The Middle Class Fights for Survival in Lima, Ohio

An article surveys Lima, Ohio's long-term residents, politicians, and economy to weave a narrative tracing the ups and downs of the shrinking small town.

3 minute read

October 16, 2014, 8:00 AM PDT

By Maayan Dembo @DJ_Mayjahn


In a recent piece on Rolling Stone, Janet Reitman interviews multiple residents, the Lima Mayor David Berger, Allen County House Representative Jim Jordan, and weaves their stories alongside local and state economic policies and election cycles.
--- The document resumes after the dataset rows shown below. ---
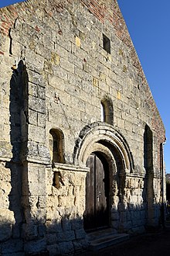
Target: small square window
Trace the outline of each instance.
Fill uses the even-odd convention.
[[[110,54],[110,40],[104,34],[103,34],[104,49]]]

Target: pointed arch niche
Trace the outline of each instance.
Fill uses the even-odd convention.
[[[100,102],[101,122],[114,124],[114,109],[110,99],[104,98]]]
[[[53,163],[65,163],[63,133],[60,129],[49,130],[49,152]]]

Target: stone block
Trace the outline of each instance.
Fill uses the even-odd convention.
[[[76,239],[84,239],[86,237],[86,232],[83,228],[75,230]]]
[[[23,251],[23,241],[20,239],[11,239],[2,244],[2,254],[13,254]]]
[[[46,251],[46,241],[45,239],[32,240],[24,244],[24,251],[26,253],[33,254],[40,253]]]
[[[74,248],[72,242],[64,242],[59,244],[59,249],[61,254],[73,254]]]
[[[11,237],[12,225],[15,224],[14,213],[8,209],[0,209],[0,241]]]
[[[43,114],[46,113],[46,102],[44,99],[30,95],[29,101],[29,107],[32,110]]]

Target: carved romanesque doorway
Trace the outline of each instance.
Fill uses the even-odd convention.
[[[94,230],[109,226],[109,168],[100,154],[89,156],[87,166],[90,172],[86,179],[86,210],[84,230]]]

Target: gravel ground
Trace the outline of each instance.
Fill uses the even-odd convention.
[[[129,240],[80,256],[170,256],[170,230],[131,237]]]

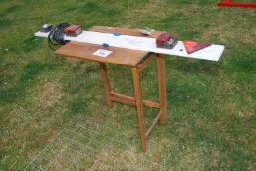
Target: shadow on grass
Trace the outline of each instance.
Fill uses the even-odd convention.
[[[6,68],[8,65],[5,66]],[[53,69],[52,64],[30,62],[21,72],[20,78],[12,87],[0,88],[0,104],[11,103],[24,96],[26,91],[34,84],[35,78],[45,69]]]

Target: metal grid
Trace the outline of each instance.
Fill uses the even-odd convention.
[[[76,117],[25,170],[166,170],[166,157],[158,154],[168,152],[166,149],[153,150],[149,146],[142,153],[134,147],[121,130]]]

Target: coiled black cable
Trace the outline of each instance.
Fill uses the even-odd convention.
[[[52,50],[56,50],[54,46],[65,45],[68,41],[64,40],[65,33],[63,30],[69,27],[68,23],[60,23],[57,26],[54,26],[48,35],[48,45]]]

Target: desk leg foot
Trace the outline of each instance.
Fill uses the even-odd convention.
[[[100,71],[101,71],[101,79],[102,79],[105,94],[106,94],[107,105],[110,108],[113,108],[113,102],[110,99],[110,84],[109,84],[106,64],[99,63],[99,65],[100,65]]]
[[[166,77],[165,77],[165,59],[162,55],[157,54],[157,82],[159,105],[162,116],[160,123],[165,123],[167,118],[167,97],[166,97]]]
[[[133,77],[135,100],[136,100],[136,107],[138,112],[138,126],[139,126],[139,132],[141,138],[141,146],[142,146],[142,150],[145,152],[146,132],[145,132],[145,125],[144,125],[144,111],[143,111],[143,102],[142,102],[142,94],[141,94],[140,79],[139,79],[139,70],[137,68],[132,68],[132,77]]]

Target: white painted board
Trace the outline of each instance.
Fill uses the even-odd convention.
[[[35,36],[48,37],[48,33],[36,32]],[[64,39],[97,45],[107,43],[109,46],[118,48],[127,48],[132,50],[140,50],[146,52],[154,52],[160,54],[204,59],[211,61],[218,61],[224,51],[223,45],[211,45],[192,54],[187,54],[182,41],[178,41],[177,45],[173,49],[163,49],[156,47],[155,38],[137,37],[129,35],[114,36],[110,33],[100,33],[92,31],[83,31],[77,37],[71,37],[65,35]]]

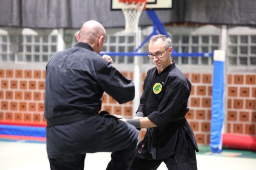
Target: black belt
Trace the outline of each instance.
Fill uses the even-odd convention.
[[[99,113],[97,112],[96,113],[90,114],[76,114],[69,116],[51,118],[50,119],[47,119],[46,121],[47,122],[47,127],[49,127],[53,126],[70,124],[98,115]]]

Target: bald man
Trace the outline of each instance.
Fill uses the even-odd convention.
[[[100,23],[87,21],[74,46],[57,52],[47,63],[45,117],[52,170],[83,169],[86,154],[96,152],[112,153],[106,169],[129,169],[132,162],[137,129],[99,113],[104,91],[119,104],[135,96],[132,80],[112,65],[110,57],[99,55],[105,36]]]

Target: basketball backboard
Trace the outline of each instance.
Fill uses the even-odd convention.
[[[169,9],[172,7],[172,0],[147,0],[146,5],[147,10]],[[111,10],[119,10],[126,8],[123,3],[118,0],[111,0]]]

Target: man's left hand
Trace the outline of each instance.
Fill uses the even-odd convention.
[[[111,64],[113,65],[113,60],[111,58],[111,57],[110,57],[110,56],[108,56],[106,54],[104,54],[103,55],[102,58],[110,61],[110,63],[111,63]]]
[[[123,118],[123,117],[121,115],[117,115],[117,114],[114,114],[114,115],[115,116],[116,116],[116,117],[117,117],[117,118],[119,119],[120,120],[126,122],[126,119]]]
The long-form piece details everything from crime rates, to the town's teen pregnancy and restrictive abortion policies, to publicly-funded charter schools, to manufacturing plant productivity cycles, to Tea Party and GOP politics, even touching on gerrymandering's role on the town's recent history.

Explaining the forces facing the disappearing middle class, Reitman spoke with Bill Faith, the executive director of the Coalition on Homelessness and Housing in Ohio, who shared how "The economy is stabilizing somewhat, there are businesses coming back, but we're talking about half the size of what it used to be. You see politicians try to appeal to people in places like Lima and say, ‘We're going to bring back manufacturing. We're going to get these companies to come back.' The reality is, you've got to incrementally bring back employment of whatever kind you can bring back.'"

Another interesting part of the article was the overlap between Ohio Governor John Kasich's $1 billion state investment in mostly underperforming charter schools, when "two of Ohio's largest charter-school operators, David Brennan and William Lager, also happened to be the state GOP's largest individual donors, contributing more than $5 million to the Republican Party since the 1990s. Starting in 1998, schools run by the two men have reaped roughly one-quarter of all the taxpayer-funded charter money – about $1.7 billion. Ohio's charter—school operators have successfully claimed that the money given to charter-management companies is no longer public, leaving them exempt from government audits or any other public scrutiny."

In an interview with House Rep. Jim Jordan, he divulged how Lima's future is in the industries it already possesses, such as oil, chemicals, heath care, and construction. In his words, "For every one of those examples, we have examples of what we do have happening... I'm 100 percent for green energy. I'm for ethanol, I'm for wind power, that's all great. But I don't believe in picking winners and losers by giving tax breaks to some industries and not to others. You don't want bureaucrats in Washington deciding what works and what doesn't; you want people to decide in the grand marketplace we have."

However, Reitman counters this thinking in her piece by writing how "government exists in part to help manage economic crisis. Nobel Prize-winning economist Joseph Stiglitz, whose 2012 book, The Price of Inequality, deconstructs the effects of income inequality, believes the only way out of the current crisis is a comprehensive overhaul of the economic structure."

The entire piece is a fascinating ethnography of a small, Midwestern community failing to adapt itself after an industrial collapse, and can serve as a warning to other cities facing similar crises.